Parents’ Inability to Handle Kids’ Screen Time Habits Leading to More Arguments, Family Tension
The following is excerpted from an online article posted by StudyFinds.
New research by a team at Edith Cowan University finds many modern parents can’t agree on how to regulate their kids’ use of smartphones and tablets. With no set “rule book” on how to navigate this newly emerging parental problem, parents in a recent survey admit their kids’ mobile use is leading to a whole lot of family arguments and tension.
Study authors say most millennial parents are “winging it” or making it up as they go along when it comes to their kids’ digital media habits. Children and teens’ mobile use is a significant source of family arguments, they report.
In summation, the researchers believe their work emphasizes just how important it is right now to help educate parents on the impact of mobile media on child behavior. A total of 281 Australian parents took part in the survey, with 75 percent reporting conflict, tension, and family disagreements over mobile media use. Interestingly, though, nearly one in three never searched for any official guidelines on digital media use by children.
Regarding adolescent behavior, at least one in five parents also reported a lack of exercise, difficulties completing tasks, excessive gaming, sleep problems, and social withdrawal in connection with their children’s mobile media habits.

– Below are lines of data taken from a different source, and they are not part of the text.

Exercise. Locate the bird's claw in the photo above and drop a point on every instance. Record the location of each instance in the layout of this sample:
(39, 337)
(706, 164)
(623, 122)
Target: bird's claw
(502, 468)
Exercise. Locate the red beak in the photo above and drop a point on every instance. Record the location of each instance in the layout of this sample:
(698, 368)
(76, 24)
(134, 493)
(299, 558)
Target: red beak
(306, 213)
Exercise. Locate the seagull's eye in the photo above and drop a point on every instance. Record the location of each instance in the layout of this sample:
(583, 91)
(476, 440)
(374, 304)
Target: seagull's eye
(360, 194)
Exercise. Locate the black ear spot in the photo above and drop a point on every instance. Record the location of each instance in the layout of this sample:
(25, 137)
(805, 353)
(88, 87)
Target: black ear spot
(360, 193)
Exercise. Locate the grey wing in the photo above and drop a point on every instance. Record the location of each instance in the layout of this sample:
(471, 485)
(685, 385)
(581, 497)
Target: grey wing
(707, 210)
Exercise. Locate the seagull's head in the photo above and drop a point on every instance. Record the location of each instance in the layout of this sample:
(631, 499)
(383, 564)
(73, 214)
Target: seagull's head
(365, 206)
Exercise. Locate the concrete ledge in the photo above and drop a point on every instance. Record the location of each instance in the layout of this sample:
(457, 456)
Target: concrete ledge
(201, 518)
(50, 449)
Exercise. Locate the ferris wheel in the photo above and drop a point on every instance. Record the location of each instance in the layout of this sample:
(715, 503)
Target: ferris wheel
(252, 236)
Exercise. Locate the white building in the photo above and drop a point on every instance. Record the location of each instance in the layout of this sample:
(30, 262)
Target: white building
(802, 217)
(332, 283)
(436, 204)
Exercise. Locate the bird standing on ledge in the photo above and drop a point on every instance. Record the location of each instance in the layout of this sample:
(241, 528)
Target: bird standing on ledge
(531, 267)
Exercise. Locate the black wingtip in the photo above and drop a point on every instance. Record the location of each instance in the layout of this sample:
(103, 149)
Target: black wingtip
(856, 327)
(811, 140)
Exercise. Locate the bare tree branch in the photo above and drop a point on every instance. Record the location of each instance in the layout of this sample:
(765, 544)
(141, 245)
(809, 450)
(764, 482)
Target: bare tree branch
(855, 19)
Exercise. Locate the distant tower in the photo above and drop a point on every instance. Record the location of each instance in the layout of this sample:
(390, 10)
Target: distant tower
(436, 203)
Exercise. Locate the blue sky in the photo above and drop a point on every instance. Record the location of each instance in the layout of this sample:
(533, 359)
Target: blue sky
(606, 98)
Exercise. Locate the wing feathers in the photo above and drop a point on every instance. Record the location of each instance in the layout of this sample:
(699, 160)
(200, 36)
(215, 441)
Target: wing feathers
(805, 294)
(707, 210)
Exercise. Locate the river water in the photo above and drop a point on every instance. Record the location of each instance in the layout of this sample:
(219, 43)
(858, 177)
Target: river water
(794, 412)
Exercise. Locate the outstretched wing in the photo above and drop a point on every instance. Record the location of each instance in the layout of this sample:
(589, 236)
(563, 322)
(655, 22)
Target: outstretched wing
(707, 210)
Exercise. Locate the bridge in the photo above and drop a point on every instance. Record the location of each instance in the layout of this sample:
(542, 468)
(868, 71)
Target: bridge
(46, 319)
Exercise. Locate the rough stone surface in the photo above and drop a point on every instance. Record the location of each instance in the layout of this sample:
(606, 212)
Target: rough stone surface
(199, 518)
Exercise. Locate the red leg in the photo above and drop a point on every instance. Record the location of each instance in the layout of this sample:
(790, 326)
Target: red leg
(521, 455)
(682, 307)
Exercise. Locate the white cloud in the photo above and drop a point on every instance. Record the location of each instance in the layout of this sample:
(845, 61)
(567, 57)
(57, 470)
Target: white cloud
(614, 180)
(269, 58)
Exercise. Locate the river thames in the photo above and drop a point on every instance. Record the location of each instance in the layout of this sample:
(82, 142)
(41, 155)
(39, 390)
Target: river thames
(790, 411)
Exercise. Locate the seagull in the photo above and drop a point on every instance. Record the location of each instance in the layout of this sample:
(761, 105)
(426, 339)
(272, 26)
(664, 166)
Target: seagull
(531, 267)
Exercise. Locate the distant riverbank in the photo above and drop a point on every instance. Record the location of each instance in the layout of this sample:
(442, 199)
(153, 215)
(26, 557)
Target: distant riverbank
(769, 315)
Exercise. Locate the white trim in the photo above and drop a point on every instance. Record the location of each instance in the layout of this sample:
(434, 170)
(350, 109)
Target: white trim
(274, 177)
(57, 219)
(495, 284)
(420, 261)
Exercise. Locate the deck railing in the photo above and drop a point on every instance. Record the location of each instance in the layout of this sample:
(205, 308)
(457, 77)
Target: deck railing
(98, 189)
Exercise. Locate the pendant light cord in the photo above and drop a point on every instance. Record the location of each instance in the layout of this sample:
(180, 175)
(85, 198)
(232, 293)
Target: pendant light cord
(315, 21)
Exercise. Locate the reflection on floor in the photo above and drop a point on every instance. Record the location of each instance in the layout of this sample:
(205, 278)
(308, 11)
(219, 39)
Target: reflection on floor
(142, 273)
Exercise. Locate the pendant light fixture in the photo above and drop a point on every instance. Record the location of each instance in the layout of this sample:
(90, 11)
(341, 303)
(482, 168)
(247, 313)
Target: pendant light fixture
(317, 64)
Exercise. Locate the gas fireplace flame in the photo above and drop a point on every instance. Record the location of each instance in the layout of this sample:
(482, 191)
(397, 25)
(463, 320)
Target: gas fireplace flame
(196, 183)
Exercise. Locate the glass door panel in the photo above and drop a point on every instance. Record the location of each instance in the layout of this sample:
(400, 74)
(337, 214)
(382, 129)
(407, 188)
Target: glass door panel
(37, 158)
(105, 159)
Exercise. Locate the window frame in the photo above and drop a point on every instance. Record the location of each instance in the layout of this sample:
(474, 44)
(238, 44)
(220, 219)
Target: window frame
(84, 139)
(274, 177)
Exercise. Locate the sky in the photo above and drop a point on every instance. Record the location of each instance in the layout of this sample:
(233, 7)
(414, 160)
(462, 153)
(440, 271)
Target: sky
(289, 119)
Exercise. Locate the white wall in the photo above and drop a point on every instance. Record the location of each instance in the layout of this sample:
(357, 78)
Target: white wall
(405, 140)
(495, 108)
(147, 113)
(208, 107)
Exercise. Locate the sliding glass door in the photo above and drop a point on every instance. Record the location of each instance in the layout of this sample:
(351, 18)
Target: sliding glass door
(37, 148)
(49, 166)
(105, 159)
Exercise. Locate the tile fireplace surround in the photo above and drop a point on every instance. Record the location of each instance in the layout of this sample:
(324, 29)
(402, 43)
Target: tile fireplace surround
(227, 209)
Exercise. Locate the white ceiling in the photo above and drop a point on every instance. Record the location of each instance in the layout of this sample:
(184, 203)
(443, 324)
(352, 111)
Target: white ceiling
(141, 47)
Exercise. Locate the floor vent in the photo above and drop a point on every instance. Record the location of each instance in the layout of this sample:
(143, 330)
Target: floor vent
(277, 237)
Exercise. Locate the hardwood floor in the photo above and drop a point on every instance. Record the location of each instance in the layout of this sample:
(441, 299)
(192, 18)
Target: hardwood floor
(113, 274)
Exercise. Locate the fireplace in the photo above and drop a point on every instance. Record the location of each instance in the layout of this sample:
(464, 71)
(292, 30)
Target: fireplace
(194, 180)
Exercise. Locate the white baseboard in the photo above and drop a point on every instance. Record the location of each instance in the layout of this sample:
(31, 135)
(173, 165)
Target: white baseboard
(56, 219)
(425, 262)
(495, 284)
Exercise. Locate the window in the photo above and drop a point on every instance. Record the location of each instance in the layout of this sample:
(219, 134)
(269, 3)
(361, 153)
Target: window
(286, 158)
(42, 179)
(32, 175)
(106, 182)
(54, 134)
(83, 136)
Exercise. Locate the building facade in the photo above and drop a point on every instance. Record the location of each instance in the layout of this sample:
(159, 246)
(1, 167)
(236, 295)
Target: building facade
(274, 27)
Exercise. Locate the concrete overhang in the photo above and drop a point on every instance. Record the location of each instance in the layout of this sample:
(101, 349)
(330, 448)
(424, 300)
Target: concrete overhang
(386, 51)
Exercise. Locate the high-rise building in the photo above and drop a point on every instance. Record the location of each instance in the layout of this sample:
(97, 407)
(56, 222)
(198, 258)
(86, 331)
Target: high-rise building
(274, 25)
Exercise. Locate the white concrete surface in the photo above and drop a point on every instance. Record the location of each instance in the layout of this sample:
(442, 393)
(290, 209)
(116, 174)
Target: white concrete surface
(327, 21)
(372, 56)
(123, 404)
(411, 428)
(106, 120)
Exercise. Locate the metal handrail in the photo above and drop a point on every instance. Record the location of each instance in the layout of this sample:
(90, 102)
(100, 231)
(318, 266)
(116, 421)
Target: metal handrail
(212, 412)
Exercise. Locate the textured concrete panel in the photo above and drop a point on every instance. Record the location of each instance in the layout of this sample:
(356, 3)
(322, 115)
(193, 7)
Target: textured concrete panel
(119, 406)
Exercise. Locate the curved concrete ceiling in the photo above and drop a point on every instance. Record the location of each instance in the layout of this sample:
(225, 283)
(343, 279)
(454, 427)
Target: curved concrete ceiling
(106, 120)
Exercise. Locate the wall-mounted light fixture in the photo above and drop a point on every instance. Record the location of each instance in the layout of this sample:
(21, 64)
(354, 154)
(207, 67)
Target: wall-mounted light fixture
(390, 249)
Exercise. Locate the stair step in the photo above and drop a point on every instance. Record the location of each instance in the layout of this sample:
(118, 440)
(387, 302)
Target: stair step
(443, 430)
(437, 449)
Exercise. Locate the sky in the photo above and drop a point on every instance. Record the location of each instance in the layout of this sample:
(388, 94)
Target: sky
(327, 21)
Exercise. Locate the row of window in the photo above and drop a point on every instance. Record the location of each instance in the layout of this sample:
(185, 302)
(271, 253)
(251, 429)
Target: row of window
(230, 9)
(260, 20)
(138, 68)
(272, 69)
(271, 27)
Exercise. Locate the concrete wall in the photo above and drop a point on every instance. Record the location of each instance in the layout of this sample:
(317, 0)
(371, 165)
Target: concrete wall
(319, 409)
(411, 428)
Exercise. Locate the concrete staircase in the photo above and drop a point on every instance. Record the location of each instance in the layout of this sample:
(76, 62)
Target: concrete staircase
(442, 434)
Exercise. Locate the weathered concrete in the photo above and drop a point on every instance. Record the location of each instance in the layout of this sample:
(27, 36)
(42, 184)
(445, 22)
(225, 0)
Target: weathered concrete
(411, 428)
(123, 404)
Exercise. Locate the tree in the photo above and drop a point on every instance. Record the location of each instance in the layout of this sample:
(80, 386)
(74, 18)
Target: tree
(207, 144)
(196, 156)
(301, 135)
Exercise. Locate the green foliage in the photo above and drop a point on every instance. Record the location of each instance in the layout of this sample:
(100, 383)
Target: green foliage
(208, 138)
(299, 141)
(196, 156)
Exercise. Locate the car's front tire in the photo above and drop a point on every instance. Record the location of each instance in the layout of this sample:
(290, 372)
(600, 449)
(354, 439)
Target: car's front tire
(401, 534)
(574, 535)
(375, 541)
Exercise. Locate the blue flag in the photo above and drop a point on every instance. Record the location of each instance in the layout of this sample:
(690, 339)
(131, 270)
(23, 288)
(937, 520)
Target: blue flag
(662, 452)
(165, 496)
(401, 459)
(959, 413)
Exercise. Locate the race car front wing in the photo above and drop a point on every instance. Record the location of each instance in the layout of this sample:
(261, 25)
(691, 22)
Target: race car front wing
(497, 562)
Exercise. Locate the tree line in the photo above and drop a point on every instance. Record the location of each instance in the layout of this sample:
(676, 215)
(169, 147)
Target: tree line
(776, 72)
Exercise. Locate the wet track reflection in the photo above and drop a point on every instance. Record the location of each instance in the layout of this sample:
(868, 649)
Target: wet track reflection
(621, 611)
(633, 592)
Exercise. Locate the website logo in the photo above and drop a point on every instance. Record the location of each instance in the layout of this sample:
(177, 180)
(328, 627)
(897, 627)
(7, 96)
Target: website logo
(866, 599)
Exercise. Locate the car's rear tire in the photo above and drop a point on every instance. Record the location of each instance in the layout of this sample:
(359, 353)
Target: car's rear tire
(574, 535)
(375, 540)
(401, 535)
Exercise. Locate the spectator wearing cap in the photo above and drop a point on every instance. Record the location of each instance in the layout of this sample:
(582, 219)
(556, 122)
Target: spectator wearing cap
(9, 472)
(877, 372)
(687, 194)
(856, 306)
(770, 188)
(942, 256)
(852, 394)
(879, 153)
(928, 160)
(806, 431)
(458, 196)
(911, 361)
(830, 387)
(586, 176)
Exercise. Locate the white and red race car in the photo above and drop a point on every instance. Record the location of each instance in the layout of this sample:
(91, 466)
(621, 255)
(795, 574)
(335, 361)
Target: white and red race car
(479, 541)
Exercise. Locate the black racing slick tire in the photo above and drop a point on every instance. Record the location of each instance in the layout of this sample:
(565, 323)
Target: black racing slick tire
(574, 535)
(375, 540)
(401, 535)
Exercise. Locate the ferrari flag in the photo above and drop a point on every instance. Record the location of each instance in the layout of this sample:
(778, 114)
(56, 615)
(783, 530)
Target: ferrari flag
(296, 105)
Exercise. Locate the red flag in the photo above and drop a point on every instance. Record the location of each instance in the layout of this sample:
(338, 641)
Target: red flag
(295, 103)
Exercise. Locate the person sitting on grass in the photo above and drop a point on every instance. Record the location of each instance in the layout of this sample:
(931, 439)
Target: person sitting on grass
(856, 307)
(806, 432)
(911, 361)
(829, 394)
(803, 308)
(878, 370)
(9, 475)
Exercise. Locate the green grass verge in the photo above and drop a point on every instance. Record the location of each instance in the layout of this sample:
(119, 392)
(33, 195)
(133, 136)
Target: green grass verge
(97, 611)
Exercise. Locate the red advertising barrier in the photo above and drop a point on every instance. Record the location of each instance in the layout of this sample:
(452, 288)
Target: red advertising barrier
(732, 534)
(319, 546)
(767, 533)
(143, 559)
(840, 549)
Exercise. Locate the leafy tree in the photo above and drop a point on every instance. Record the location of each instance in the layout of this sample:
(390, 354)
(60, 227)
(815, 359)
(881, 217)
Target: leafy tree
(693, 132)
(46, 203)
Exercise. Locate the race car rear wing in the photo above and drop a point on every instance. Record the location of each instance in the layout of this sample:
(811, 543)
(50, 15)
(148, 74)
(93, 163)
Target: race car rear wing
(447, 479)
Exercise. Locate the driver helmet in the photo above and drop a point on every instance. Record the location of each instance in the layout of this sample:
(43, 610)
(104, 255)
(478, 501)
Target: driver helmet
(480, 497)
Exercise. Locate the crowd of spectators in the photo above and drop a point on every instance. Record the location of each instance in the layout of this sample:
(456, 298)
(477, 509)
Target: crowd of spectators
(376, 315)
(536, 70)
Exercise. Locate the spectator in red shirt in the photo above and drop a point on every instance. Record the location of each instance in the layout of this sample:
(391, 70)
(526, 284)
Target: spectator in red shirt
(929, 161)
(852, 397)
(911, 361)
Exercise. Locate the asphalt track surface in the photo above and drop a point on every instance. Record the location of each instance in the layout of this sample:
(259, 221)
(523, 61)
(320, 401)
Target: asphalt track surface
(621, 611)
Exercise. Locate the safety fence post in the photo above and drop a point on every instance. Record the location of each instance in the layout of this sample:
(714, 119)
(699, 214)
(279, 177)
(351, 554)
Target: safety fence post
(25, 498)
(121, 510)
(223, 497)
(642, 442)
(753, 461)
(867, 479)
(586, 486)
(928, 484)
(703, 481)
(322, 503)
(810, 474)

The survey reveals that modern parents are indeed picking up on the negative consequences of mobile media. Many parents admit their children now find it harder to focus, follow directions, exercise self-control, and handle emotions.
“What is surprising is while parents reported high rates of oppositional behavior, such as arguing back, very few sourced information on screen time from trusted sources such as GPs, teachers, or counselors,” says lead researcher and Ph.D. student Stephanie Milford in a university release. “Our results show parents are using informal networks, which could indicate the official guidelines around digital media use are either difficult to understand or not fit for purpose.”
As far as mediation tactics, some of the most common among the respondents include limiting device time (69.5%), talking with the child about what they use the device for (68.1%), checking the websites and apps their child visits (66%), and restricting access to mobile media as a punishment (58.5%).
“It’s clear a better job needs to be done in educating parents about how their children’s digital media use could be affecting their behavior and development,” Milford concludes. “As children are natural early users of mobile media because of its portability and interactivity, this area needs more research.”